0

I am trying to extract the data from xlsx file from the multiple folders and also to get the folder name for each row to identify where the is extracted from. I am able to extract the data from all the folders however i am unable to get the folder names to the dataframe. Please help.

Folder structure -

Month-Year - 2020-02 Day folder - 2020-02-01

Under the day folder consist of xlsx files.

paths = []
arr = []

for root, dirs, files in os.walk(Full_Path):
    for file in files:
        if file.endswith(".xlsx"):
             #print(os.path.join(root, file))
             ab = os.path.join(root, file)
             print(ab)
             arr.append(paths)   
             paths.append(ab)


for lm in arr:
    print(lm)   


all_data = pd.DataFrame()
for f in paths:
    df = pd.read_excel(f, sheet_name='In Queue', usecols = fields)
    df['Date'] = lm 
    all_data = all_data.append(df,ignore_index=True)

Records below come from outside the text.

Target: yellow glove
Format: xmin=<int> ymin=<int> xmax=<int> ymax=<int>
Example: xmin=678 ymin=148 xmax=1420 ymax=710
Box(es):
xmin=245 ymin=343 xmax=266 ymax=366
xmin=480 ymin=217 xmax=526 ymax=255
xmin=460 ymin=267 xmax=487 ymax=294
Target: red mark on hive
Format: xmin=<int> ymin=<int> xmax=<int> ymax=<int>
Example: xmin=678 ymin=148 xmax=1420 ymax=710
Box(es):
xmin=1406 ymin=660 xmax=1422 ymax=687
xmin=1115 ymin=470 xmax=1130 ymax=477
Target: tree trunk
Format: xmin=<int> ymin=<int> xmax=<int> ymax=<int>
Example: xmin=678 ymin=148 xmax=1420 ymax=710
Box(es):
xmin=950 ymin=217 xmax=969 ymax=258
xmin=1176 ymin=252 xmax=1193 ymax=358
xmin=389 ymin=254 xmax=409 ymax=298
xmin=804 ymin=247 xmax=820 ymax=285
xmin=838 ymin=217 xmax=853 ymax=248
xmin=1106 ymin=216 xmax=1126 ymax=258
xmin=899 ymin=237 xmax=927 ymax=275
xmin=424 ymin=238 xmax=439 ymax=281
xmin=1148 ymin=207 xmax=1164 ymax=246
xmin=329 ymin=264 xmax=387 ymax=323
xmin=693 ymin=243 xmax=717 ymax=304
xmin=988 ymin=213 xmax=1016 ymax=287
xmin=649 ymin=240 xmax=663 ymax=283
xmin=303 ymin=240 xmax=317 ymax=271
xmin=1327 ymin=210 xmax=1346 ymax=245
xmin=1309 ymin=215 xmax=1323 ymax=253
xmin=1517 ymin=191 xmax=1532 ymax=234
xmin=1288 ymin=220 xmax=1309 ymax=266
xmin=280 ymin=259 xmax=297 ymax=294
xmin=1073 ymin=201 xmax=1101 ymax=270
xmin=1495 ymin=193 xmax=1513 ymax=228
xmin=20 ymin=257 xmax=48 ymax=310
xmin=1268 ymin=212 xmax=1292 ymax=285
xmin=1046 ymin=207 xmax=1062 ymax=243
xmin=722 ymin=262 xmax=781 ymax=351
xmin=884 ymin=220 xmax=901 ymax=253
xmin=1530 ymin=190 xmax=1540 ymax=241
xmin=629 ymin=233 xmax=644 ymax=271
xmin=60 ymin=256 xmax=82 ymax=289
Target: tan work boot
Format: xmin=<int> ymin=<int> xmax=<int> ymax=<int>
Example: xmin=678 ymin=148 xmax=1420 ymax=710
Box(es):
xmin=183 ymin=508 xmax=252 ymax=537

I have also tried different ways but not getting the output.

Natesh
  • 3
  • 2
  • One of the stone tablet commandments of pandas: [Never call `DataFrame.append` or `pd.concat` inside a for-loop. It leads to quadratic copying.](https://stackoverflow.com/a/36489724/1422451) – Parfait Feb 12 '20 at 15:14

1 Answers1

1

Consider building a list of data frames to be concatenated once outside the loop. Also, use assign to generate the Date column during the loop:

df_list = []

for root, dirs, files in os.walk(Full_Path):
    for file in files:
        if file.endswith((".xls", ".xlsx", ".xlsb", ".xlsm", ".odf")):
             xl_file = os.path.join(root, file)
             df = (pd.read_excel(xl_file, sheet_name='In Queue', usecols = fields)
                     .assign(Date = xl_file))

             df_list.append(df)


final_df = pd.concat(df_list, ignore_index=True)
Parfait
  • 104,375
  • 17
  • 94
  • 125